Condemnation of Pakistan Print Media Regulatory Authority
Amidst pressure from the local media and civil society, the government has abandoned the idea of enacting the Pakistan Print Media Regulatory Authority (PPMRA) Ordinance 2017, ordering strict action against three officers for unilaterally moving ahead with the proposal.
The repressive provisions of the drafted law sought to regulate the print media by making it mandatory for newspapers to seek annual renewal of their licences and give power to authorities to raid media houses at will.
The draft was on the agenda of the Press Council of Pakistan, which was scheduled to meet on the 11th of September. However, the Ministry of Information and Broadcasting intervened in the matter, requesting the Chair of Press Council of Pakistan to drop the matter from the agenda of the Council’s general meeting.

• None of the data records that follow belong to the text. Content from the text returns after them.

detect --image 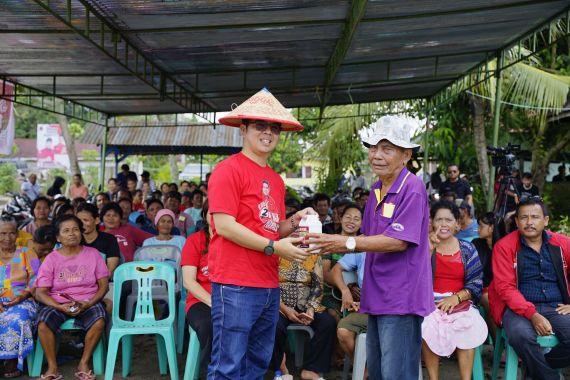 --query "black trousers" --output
[271,312,336,373]
[186,302,212,378]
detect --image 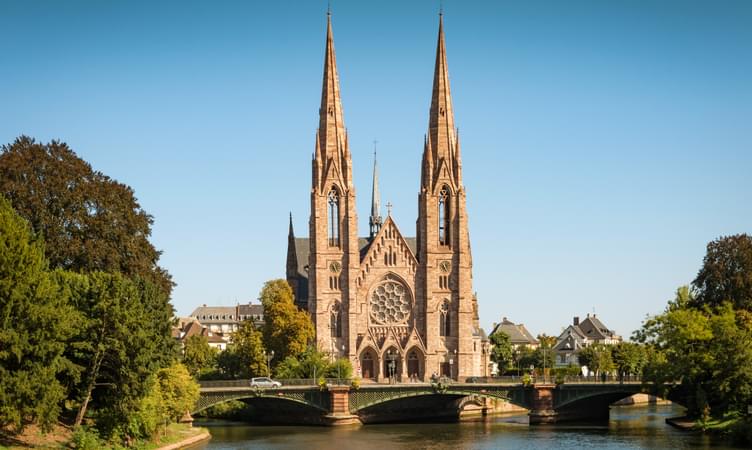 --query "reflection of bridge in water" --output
[194,380,681,425]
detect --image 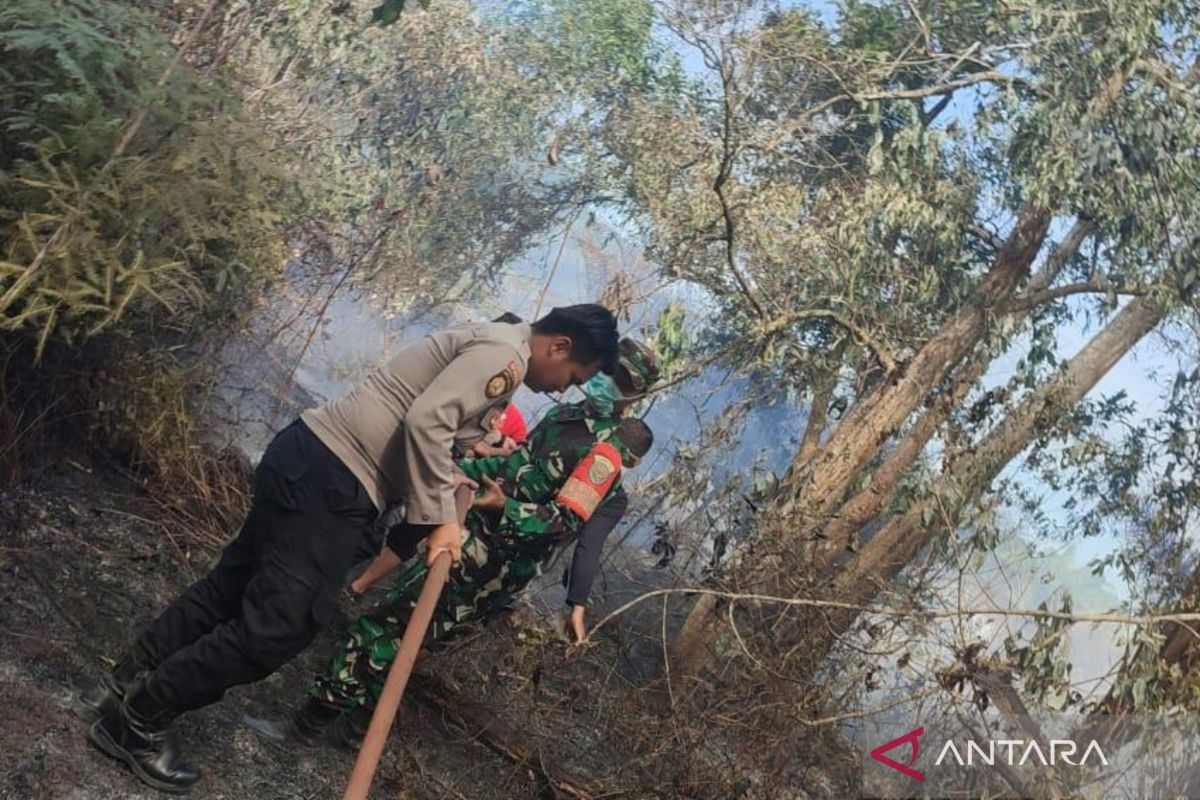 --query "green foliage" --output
[0,0,282,356]
[220,0,681,311]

The Press Council of Pakistan at its general meeting unanimously resolved to disapprove the proposed PPMRA Ordinance 2017, embracing the government’s decision to withdraw the proposed draft.

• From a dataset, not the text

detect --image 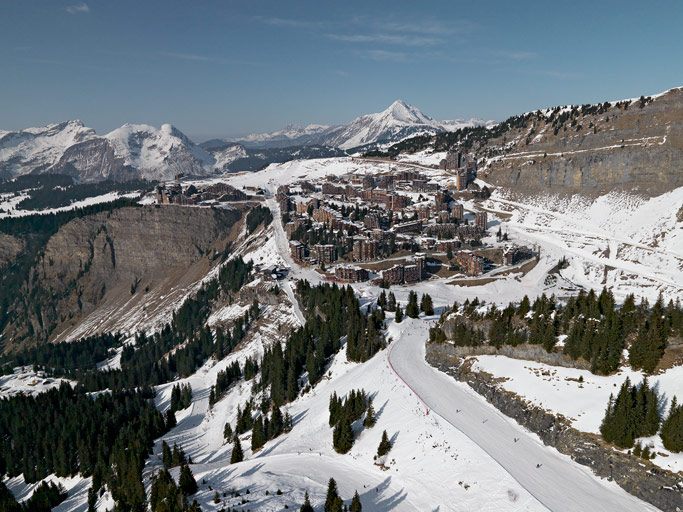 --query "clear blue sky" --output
[0,0,683,140]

The draft has continued to be lambasted by the Opposition and human rights groups. In a public statement, the Human Rights Commission of Pakistan expressed strong reservations over the proposed draft and considered it “apparently aimed at gagging the print media”, vowing to “vigorously resist any such attempt”.
“The draft… has shocked civil society and advocates of freedom of expression not just because of its contents but also the manner in which it made its appearance and by a complete lack of engaging with the stakeholders,” the Commission deplored.

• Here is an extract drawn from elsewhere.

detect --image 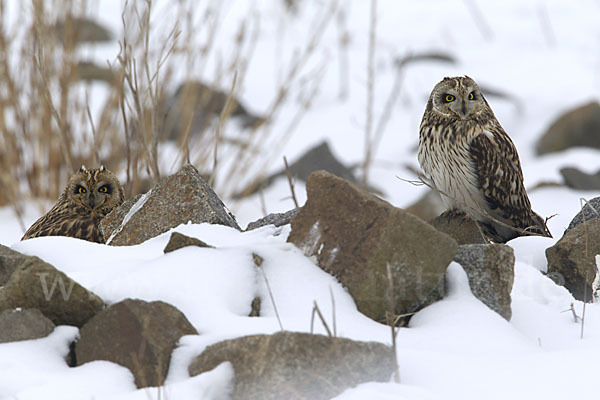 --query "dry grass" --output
[0,0,339,222]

The Pakistan Peoples Party stressed for an inquiry into how the draft was “secretly drafted in the darkness of the night, behind the back of parliament and stakeholders to stifle newspapers through unprecedented coercive measures”.
While speaking on point of public importance in the Senate, the proposed PPMRA Ordinance has been referred to as a throwback to the notorious Press and Publications Ordinance 1963 of the Ayub Khan era.